Treatment with the TGF-β inhibitors, Ruxolitinib, or Reparixin increased GATA1 content in the MKs in bone marrow from Gata1^low mice; however, only in the case of the TGF-β inhibitor SB431542, the increase in the GATA1 content was associated with a mature morphology. (A) Representative immunofluorescence analyses with the megakaryocyte marker CD42b and an antibody against GATA1 of bone marrow sections from the femur of a wild-type mouse and from mice treated with either the vehicle or the TGF-β inhibitor AVID200 (42d) or SB431542 (54d), as controls. Magnification: 40× scale bars. (B) Frequency of CD42b-positive cells in the vehicle groups from all the experiments. Data are presented as means (±SD) and as values in individual mice and are the average number of CD42-positve cells detected in 5 randomly selected photomicrographs (1.49 mm²) per bone marrow section per mouse. No statistically significant difference was detected by using one-way ANOVA. (C) Frequency of cD42b-positive cells in bone marrow from mice subjected to the various treatments expressed as Delta values of those in the corresponding vehicle groups. (D) Frequency of CD42b-positive cells positive for GATA1 in the vehicles and treated mice in new experiments with AVID200 and SB431542. Statistical analyses were carried out by using one-way ANOVA (* = p < 0.05). (E) Frequency of CD42b-positive cells positive for GATA1 in the vehicle groups from all the experiments. The results are presented as means (±SD) and as values in individual mice. (F) Frequency of CD42b-positive cells positive for GATA1 in mice undergoing the various treatments expressed as Delta values of that of the corresponding vehicle group. The results are presented as means (±SD) and as values in individual mice (each mouse corresponds to one symbol).
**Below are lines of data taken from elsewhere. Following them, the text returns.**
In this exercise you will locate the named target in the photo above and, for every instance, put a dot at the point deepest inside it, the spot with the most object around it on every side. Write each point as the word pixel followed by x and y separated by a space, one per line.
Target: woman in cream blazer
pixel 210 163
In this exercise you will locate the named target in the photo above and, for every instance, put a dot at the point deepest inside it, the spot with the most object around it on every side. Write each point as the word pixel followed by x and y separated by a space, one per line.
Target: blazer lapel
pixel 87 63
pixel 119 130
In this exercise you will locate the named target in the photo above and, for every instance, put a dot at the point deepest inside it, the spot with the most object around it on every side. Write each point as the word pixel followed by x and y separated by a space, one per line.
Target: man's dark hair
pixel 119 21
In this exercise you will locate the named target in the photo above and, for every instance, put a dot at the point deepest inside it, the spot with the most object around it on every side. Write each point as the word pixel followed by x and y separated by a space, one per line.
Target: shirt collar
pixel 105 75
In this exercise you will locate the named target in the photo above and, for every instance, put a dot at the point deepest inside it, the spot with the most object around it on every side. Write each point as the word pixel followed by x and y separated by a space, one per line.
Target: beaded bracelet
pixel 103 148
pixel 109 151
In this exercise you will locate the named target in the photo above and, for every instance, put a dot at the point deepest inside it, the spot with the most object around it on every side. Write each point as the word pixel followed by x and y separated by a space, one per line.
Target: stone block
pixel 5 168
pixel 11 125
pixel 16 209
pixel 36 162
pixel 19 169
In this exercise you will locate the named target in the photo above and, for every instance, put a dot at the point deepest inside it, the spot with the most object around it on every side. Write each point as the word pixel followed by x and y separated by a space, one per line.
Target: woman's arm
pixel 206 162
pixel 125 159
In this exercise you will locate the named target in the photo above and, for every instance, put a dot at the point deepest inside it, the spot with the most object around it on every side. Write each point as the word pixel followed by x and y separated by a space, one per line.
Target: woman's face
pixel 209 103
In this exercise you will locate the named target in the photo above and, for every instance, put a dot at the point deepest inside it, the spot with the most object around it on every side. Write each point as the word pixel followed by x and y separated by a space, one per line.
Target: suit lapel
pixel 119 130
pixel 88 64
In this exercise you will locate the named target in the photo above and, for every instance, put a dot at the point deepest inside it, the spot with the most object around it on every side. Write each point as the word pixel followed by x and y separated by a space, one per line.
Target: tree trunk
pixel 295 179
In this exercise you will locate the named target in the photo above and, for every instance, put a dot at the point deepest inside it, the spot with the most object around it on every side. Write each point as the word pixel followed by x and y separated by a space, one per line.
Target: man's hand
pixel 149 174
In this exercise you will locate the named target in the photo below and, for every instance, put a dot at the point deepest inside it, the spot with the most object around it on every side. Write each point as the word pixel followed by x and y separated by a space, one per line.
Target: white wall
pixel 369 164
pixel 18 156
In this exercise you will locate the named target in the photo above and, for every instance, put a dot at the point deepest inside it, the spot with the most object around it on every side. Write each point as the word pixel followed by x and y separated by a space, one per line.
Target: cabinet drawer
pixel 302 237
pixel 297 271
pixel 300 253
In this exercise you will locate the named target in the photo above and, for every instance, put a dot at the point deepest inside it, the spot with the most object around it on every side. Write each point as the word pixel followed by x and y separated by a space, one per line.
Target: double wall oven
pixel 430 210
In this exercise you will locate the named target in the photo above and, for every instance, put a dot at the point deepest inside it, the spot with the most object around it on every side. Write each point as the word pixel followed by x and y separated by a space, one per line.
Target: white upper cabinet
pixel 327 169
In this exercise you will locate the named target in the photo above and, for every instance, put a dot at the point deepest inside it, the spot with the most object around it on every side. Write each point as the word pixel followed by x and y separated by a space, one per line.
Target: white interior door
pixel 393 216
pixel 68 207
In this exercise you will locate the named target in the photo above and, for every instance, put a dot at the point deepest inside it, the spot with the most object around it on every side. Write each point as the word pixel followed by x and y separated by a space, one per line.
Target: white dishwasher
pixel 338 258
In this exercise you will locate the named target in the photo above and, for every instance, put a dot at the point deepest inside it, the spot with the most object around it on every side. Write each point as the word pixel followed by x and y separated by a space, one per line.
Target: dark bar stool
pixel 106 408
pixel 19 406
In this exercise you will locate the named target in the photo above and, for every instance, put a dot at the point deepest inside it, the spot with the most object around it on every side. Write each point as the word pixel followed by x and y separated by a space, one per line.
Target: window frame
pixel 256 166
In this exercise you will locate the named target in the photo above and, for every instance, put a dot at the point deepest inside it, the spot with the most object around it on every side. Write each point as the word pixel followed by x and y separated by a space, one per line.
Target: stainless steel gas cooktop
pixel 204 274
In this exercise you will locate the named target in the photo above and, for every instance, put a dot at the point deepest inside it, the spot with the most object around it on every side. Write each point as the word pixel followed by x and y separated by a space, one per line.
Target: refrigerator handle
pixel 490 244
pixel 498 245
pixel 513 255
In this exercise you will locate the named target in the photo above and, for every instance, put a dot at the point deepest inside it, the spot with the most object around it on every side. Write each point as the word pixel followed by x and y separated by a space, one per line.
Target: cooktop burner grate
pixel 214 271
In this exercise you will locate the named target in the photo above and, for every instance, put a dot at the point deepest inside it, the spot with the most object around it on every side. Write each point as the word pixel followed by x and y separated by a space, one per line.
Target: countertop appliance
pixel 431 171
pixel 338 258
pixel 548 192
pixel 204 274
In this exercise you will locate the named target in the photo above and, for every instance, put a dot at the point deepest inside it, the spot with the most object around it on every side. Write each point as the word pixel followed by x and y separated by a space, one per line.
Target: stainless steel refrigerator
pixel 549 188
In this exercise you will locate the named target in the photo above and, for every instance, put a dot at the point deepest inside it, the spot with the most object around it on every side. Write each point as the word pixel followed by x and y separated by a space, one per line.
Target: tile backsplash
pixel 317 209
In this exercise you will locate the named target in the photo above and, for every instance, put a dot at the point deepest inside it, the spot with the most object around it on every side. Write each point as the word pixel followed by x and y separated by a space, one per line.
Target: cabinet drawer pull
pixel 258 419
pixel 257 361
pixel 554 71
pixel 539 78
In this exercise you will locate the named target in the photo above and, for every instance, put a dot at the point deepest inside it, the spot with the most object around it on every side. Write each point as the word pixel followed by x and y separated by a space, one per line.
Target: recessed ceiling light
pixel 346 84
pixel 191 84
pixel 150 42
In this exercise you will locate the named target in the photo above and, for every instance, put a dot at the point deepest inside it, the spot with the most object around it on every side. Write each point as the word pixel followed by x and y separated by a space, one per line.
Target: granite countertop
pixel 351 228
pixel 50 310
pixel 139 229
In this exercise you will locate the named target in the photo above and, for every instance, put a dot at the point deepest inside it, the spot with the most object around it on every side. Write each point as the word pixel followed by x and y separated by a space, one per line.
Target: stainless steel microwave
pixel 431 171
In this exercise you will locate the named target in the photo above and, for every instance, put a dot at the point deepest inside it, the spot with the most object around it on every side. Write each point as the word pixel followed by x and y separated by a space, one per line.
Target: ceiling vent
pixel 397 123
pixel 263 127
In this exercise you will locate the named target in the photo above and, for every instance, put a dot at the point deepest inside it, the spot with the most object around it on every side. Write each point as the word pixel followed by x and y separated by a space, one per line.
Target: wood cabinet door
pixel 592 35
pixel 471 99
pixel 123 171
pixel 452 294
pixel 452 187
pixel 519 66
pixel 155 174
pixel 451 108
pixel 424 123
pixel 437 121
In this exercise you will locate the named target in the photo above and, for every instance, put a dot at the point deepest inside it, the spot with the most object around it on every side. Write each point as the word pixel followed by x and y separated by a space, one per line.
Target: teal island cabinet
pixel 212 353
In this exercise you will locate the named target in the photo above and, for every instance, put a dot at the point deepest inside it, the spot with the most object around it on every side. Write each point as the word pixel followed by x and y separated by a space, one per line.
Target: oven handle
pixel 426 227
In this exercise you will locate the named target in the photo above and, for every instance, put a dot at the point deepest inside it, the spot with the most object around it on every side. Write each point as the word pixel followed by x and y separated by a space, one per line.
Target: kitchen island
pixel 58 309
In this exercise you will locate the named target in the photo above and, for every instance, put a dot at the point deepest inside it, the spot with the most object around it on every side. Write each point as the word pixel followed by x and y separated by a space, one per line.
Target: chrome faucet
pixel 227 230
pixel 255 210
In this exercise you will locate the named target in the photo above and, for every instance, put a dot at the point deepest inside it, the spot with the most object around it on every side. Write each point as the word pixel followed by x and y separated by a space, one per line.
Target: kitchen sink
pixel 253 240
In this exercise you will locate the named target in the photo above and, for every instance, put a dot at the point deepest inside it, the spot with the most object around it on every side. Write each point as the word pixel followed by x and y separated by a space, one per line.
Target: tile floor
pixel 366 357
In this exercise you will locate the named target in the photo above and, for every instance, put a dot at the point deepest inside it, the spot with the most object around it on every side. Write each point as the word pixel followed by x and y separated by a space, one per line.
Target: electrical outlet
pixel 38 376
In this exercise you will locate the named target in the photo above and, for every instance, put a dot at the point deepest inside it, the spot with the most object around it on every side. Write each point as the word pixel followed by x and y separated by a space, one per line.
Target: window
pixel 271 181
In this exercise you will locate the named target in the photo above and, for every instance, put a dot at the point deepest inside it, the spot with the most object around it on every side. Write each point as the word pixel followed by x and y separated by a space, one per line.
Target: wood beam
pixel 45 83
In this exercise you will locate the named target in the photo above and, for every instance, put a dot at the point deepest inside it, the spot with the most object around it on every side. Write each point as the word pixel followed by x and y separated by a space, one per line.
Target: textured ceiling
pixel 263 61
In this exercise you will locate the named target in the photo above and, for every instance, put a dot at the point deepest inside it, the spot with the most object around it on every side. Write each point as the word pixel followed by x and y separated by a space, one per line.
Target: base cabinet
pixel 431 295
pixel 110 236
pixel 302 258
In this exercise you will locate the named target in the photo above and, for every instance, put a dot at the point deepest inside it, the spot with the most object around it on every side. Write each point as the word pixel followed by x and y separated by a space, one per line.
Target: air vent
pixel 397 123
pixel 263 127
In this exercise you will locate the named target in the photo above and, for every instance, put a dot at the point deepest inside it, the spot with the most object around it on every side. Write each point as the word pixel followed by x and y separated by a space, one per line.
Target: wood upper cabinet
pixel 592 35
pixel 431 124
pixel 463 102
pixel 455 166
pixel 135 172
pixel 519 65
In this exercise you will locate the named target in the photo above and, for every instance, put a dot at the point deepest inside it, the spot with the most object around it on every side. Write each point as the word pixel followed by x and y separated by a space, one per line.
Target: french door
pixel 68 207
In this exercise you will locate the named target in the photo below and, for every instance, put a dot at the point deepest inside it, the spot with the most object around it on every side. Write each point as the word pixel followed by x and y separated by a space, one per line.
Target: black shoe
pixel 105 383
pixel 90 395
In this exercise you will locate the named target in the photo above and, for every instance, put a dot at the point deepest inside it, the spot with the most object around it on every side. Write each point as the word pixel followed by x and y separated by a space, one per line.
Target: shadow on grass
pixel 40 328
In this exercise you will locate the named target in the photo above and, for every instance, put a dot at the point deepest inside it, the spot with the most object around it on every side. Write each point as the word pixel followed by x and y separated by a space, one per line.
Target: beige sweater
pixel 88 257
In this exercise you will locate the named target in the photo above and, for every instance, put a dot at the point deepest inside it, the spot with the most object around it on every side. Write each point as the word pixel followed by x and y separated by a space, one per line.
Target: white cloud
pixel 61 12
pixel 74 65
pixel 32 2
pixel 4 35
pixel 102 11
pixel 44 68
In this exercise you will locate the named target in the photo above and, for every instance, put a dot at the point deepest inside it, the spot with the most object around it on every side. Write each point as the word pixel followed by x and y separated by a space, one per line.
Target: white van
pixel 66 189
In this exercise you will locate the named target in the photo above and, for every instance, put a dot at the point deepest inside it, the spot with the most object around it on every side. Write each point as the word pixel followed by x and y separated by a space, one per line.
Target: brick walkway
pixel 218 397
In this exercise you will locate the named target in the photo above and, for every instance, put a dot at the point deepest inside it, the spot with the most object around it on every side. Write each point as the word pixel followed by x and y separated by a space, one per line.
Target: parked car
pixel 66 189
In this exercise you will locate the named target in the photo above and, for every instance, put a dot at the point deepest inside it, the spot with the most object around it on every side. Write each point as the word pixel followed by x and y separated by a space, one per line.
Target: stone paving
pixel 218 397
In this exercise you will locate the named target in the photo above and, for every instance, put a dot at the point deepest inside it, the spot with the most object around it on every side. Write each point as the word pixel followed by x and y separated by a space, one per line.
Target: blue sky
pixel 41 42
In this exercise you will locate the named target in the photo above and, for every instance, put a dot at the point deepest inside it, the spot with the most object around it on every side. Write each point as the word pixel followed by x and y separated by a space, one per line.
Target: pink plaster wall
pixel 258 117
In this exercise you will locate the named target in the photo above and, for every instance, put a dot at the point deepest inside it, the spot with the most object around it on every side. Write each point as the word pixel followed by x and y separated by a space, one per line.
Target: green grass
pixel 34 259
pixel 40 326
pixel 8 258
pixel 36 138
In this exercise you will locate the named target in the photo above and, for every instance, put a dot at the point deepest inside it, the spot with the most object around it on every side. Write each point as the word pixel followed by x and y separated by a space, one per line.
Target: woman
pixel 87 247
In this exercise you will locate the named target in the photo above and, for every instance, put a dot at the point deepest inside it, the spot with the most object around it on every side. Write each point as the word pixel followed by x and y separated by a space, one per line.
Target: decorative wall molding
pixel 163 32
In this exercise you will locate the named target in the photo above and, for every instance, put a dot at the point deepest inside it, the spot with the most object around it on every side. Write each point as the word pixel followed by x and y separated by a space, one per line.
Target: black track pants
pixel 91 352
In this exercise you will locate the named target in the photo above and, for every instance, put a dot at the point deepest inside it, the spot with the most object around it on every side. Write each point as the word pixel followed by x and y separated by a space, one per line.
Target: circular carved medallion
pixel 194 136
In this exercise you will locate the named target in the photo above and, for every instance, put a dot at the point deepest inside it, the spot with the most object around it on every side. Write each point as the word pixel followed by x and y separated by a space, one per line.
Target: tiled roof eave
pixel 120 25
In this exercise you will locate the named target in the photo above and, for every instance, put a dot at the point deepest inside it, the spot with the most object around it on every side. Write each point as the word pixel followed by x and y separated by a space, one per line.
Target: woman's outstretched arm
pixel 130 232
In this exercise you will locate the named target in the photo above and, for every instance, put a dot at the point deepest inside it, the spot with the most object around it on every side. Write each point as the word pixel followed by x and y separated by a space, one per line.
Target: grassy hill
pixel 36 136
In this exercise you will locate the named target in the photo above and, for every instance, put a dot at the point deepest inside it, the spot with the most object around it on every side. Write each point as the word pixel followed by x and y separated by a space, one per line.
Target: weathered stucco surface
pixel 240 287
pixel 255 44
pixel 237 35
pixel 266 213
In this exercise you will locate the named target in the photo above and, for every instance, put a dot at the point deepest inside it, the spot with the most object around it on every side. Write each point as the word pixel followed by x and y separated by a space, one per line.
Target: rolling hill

Statistical analysis of the fold changes across the groups were carried out by using one-way ANOVA; the statistically significant groups are indicated by asterisks (* = p < 0.05, ** = p < 0.01 and *** = p < 0.001). (G) Frequency of MKs positive for GATA1 containing monolobated or polylobated nuclei among the different experimental groups. Some of the original data were published in [17,21,23,24,26].

Figure 13

Scheme of all treatments investigated in this study. The timeline of each experiment with the age of the mice at the beginning of the experiment and on the day of their sacrifice for histopathological evaluation is indicated. The total number of days in which each drug was administered and the entire duration of each treatment are also indicated. The continuous lines indicate the days when the drugs were administered, while the dotted lines represent the pause between the sequential cycles of drug administration. The original data were published in [17,20,21,23,24,26].